Handling Unstructured Data: Unlocking the “Unused” Layer
A significant portion of enterprise data is unstructured — existing in emails, conversations, documents, and internal notes.
These sources often contain valuable insights into user behavior, needs, and issues. However, due to processing challenges, they are frequently ignored in traditional systems.
Agentic Automation requires the ability to leverage both structured and unstructured data to fully understand context. Relying only on structured data means missing a large portion of the information’s true meaning.
Data Quality and Consistency: The Foundation of Every Decision
Data is only valuable if it is accurate and consistent. Poor input data leads to flawed analysis and decisions.
In Agentic Automation, this becomes even more critical, as systems are not just supporting decisions but executing actions directly.

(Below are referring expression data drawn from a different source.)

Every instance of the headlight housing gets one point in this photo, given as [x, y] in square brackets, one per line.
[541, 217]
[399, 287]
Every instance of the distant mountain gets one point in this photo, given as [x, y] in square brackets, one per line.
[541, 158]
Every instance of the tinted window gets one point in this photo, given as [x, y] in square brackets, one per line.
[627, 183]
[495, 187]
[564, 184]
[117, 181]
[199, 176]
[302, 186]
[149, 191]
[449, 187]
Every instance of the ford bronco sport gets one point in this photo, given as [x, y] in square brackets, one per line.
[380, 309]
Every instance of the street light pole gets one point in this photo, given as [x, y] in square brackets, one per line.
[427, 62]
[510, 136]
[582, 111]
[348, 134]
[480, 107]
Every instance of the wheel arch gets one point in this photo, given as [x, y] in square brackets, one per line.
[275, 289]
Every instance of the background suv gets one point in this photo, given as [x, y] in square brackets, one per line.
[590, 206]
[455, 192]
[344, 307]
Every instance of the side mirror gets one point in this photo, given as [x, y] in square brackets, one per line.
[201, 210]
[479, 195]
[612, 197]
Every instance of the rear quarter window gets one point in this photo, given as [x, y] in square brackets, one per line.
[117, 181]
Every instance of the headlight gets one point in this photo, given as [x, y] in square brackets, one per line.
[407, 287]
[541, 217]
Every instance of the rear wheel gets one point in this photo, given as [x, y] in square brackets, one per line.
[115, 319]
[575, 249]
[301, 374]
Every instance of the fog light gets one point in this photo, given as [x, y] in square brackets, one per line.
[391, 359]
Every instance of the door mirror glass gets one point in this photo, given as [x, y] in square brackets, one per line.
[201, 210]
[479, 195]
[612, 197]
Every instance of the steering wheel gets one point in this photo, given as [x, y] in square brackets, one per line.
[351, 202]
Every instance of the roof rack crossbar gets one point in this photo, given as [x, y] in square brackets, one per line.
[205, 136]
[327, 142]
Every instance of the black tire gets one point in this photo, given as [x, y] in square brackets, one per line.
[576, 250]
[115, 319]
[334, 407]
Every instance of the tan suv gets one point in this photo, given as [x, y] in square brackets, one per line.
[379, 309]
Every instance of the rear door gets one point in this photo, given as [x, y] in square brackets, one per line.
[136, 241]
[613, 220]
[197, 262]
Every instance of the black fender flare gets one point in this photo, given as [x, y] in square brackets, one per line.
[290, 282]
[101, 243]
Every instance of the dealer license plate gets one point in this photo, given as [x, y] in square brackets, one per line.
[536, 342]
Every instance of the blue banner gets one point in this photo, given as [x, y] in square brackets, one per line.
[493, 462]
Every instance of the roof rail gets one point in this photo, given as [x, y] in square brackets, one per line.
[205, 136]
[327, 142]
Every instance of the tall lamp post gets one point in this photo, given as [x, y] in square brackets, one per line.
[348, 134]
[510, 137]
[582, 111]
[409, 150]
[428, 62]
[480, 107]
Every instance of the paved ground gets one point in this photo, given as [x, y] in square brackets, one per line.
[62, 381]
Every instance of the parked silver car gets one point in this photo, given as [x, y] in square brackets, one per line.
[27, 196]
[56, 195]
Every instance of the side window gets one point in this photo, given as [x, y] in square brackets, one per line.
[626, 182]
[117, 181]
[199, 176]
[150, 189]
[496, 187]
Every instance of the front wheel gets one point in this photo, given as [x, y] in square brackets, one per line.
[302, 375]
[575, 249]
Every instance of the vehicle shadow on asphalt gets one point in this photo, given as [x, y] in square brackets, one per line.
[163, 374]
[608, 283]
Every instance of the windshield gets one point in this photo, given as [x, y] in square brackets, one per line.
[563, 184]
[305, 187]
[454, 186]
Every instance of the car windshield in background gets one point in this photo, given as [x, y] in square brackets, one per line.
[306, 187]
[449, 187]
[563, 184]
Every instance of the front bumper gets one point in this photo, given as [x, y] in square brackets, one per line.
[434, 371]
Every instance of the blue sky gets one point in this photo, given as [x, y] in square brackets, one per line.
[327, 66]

Therefore, data standardization, deduplication, and cross-system consistency are essential. A powerful AI system cannot compensate for a weak data foundation.
Data Governance: The Key to Safe Scalability
When data becomes the foundation of automated decision-making, the question is no longer just “Is the data correct?” but also “Is it being used correctly?”
Data governance includes:
- Access control
- Usage policies
- Monitoring and auditing
This layer ensures systems operate within defined boundaries while minimizing risks related to security and compliance.
In the long term, it is also a key determinant of whether Agentic Automation can scale within an organization.
Start with Data — Not AI
A common mistake is starting the AI journey by selecting tools or models. In contrast, successful organizations begin by building a strong data foundation.
The first step is to reassess the current data landscape:
- Where is the data stored?
- Is it connected?
- Is it accessible in real time?
- Is it of sufficient quality?
Platforms like Akabot enable organizations to gradually address these challenges — connecting data across systems, automating end-to-end processes, and evolving from rule-based automation to decision-capable systems.
Rather than rushing into AI implementation, a more effective approach is to build a robust data foundation first. Ultimately, the value of AI does not come from the technology itself, but from the data that powers it.